Open a YouTube video and Flash Translate intercepts the auto-generated captions to build real-time bilingual subtitles synced to playback — you don’t need to turn on YouTube’s own captions first.

Auto-generated captions arrive as a raw, largely unpunctuated stream of words. Instead of translating line by line, Flash Translate re-segments them into natural sentences using a punctuation-aware heuristic (tuned against real subtitle samples) before sending them for translation, which produces noticeably more natural results than word-by-word or fixed-line pairing.
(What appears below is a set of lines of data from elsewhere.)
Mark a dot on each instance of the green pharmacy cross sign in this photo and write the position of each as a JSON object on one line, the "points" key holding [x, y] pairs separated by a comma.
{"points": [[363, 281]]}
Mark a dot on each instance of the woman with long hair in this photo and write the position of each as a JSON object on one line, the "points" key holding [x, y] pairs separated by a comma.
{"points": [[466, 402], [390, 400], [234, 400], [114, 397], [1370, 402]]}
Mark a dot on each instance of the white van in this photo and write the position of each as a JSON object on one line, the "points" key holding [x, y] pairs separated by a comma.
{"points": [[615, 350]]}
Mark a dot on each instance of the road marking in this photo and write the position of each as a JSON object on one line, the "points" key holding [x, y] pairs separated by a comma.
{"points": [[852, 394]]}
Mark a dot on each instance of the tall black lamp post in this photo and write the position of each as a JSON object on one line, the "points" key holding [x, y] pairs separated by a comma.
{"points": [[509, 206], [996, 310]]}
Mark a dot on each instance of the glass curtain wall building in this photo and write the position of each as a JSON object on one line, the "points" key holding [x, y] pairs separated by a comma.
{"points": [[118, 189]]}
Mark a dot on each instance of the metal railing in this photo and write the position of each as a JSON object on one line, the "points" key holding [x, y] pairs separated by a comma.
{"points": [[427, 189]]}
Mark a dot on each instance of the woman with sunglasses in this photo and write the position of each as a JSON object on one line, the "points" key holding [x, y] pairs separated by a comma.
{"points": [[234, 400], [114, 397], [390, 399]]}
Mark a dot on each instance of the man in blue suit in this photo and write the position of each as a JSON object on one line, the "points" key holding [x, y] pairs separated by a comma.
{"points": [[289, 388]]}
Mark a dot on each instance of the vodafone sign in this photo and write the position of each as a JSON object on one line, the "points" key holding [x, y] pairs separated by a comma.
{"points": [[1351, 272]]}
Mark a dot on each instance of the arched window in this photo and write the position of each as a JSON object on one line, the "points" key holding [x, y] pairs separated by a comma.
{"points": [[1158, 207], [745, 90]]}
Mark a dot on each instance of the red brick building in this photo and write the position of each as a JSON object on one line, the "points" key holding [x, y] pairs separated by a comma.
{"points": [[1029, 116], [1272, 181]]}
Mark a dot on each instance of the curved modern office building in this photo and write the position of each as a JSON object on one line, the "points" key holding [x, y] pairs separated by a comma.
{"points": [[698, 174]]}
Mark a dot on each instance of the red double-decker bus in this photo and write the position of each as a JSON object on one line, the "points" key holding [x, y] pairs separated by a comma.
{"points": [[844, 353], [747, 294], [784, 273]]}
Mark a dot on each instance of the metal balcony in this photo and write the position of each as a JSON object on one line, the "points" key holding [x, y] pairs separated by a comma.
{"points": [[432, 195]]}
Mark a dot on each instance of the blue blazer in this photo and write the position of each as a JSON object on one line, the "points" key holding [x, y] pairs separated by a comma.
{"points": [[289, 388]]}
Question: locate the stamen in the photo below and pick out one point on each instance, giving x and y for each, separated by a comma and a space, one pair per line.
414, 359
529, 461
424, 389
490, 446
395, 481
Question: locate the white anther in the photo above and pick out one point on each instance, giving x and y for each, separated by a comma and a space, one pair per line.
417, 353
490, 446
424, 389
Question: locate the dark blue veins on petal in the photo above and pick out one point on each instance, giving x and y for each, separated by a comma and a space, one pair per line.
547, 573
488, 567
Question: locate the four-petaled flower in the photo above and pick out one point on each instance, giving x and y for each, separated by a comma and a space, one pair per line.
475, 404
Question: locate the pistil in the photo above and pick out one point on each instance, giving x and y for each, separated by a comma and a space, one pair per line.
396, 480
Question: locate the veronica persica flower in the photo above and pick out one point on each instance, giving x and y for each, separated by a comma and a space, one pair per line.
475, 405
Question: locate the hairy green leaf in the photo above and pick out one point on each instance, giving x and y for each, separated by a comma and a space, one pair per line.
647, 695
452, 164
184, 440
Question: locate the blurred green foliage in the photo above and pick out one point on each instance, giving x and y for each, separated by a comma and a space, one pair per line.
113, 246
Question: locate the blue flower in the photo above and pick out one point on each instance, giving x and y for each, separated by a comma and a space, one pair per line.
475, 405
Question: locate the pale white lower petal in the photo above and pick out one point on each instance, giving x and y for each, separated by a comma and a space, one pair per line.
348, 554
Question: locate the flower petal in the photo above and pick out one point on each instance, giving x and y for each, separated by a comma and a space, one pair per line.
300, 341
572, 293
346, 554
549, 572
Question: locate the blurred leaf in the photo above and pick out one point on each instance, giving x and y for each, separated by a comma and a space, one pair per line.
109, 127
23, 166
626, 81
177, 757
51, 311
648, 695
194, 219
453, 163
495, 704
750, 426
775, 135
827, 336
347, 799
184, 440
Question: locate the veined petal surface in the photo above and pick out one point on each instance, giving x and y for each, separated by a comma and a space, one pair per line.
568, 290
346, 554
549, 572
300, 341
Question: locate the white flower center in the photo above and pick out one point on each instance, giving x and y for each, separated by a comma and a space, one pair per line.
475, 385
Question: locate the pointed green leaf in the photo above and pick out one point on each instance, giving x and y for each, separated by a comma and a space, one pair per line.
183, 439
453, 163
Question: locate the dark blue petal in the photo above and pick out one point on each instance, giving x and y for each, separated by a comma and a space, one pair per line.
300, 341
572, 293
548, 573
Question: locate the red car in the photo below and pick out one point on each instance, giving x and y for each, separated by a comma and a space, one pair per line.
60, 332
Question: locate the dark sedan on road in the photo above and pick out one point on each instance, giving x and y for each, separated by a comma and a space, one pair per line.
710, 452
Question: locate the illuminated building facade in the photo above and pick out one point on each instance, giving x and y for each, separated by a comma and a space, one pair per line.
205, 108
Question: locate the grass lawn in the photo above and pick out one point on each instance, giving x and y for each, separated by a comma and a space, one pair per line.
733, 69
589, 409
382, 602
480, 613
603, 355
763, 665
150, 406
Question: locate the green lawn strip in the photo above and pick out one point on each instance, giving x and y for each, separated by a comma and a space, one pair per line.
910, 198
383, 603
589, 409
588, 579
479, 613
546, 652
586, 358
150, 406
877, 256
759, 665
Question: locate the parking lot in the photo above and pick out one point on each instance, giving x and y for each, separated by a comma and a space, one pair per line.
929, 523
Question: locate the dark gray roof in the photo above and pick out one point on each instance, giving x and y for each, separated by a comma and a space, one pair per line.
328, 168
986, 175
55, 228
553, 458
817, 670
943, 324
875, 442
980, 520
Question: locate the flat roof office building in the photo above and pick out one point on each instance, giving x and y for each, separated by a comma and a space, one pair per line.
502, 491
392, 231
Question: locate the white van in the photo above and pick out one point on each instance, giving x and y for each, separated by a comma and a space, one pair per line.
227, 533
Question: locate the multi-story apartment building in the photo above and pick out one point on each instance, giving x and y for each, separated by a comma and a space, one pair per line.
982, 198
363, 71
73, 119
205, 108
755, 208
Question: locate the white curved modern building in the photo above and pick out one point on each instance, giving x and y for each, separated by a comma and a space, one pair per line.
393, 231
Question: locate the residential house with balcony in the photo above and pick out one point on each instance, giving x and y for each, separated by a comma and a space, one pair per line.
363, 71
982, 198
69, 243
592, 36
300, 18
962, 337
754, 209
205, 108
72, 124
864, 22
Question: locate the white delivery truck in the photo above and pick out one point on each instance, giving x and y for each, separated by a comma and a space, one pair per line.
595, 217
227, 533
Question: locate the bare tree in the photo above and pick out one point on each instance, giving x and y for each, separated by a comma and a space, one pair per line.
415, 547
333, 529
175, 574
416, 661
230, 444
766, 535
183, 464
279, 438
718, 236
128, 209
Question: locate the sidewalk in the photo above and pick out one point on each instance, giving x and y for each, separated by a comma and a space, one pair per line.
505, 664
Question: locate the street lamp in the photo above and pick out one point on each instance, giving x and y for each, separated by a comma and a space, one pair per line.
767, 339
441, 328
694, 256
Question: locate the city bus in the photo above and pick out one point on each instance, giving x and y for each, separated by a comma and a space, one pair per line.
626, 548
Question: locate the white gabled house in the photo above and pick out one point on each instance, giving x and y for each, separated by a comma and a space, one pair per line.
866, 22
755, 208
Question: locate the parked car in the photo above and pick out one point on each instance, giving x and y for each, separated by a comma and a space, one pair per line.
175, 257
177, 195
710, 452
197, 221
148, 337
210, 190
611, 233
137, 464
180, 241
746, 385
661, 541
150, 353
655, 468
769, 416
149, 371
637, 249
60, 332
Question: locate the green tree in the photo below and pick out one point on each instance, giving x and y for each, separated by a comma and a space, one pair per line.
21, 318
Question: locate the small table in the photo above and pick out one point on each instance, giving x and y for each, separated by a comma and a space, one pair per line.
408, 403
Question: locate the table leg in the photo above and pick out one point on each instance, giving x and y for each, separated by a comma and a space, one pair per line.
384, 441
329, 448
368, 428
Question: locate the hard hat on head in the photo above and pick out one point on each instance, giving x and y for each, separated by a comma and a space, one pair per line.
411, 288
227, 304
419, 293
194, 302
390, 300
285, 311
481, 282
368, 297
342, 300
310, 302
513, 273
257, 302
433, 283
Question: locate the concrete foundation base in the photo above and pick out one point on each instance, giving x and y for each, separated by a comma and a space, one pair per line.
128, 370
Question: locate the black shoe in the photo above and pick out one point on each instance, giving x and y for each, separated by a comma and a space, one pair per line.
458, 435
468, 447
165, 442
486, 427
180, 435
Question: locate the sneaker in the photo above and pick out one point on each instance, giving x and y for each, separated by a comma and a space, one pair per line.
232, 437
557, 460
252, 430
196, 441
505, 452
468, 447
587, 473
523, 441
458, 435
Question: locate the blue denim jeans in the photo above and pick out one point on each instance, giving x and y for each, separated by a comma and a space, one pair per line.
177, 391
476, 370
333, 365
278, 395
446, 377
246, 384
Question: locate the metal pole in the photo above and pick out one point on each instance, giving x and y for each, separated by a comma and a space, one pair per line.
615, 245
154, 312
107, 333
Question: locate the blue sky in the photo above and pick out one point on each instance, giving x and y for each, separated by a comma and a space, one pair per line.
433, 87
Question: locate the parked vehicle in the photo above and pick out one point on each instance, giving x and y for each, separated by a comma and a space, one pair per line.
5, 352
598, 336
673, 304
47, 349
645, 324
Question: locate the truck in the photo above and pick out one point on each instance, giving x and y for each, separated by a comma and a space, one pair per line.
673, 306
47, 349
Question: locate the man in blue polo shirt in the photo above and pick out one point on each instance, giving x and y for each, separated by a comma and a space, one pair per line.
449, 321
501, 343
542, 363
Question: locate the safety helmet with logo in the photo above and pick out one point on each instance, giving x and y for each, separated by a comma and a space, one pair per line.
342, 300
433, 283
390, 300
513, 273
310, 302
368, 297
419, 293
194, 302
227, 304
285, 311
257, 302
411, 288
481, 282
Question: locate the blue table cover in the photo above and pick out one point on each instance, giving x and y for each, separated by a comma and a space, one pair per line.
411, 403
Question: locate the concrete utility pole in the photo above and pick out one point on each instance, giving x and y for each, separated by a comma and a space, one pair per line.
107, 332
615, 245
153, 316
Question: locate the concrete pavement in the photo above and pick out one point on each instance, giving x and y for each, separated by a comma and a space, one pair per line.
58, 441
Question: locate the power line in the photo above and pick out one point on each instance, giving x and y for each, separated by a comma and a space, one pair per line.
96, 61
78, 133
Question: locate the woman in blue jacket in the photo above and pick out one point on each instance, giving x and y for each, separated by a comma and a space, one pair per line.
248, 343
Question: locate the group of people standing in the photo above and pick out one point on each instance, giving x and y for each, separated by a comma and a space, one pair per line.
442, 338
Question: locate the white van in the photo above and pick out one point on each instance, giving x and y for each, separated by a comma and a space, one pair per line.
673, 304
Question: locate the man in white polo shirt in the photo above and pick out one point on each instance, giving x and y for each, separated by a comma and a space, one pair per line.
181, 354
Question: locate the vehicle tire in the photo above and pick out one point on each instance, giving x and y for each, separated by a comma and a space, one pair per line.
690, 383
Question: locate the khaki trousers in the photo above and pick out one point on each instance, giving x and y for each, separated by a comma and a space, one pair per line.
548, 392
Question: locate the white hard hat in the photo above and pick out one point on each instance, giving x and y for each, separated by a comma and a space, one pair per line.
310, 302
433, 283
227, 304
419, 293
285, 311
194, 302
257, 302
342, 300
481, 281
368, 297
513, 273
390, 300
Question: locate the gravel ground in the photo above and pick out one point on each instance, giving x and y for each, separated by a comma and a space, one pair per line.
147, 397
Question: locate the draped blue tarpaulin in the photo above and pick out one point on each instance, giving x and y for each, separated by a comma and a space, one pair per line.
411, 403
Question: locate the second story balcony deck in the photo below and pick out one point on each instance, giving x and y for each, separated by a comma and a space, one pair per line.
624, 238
Subtitles are translated using a sliding window: once at least 5 new untranslated lines have accumulated, a batch of up to 50 lines is sent for translation, keeping translated subtitles a comfortable distance ahead of playback.

Configurable in Settings → Subtitle Translation:

  • Bilingual (default) — shows the original line and the translation together.
  • Monolingual — shows only the translation.
  • Auto-translate — off by default; when enabled, translation starts automatically as soon as you open a video page, instead of waiting for you to turn it on manually per video.

Settings → Subtitle Translation lets you turn the feature on or off, toggle auto-translate and bilingual display, exclude specific domains, and choose which saved LLM configuration this feature uses.

Subtitle translation currently supports YouTube; more platforms may be added later.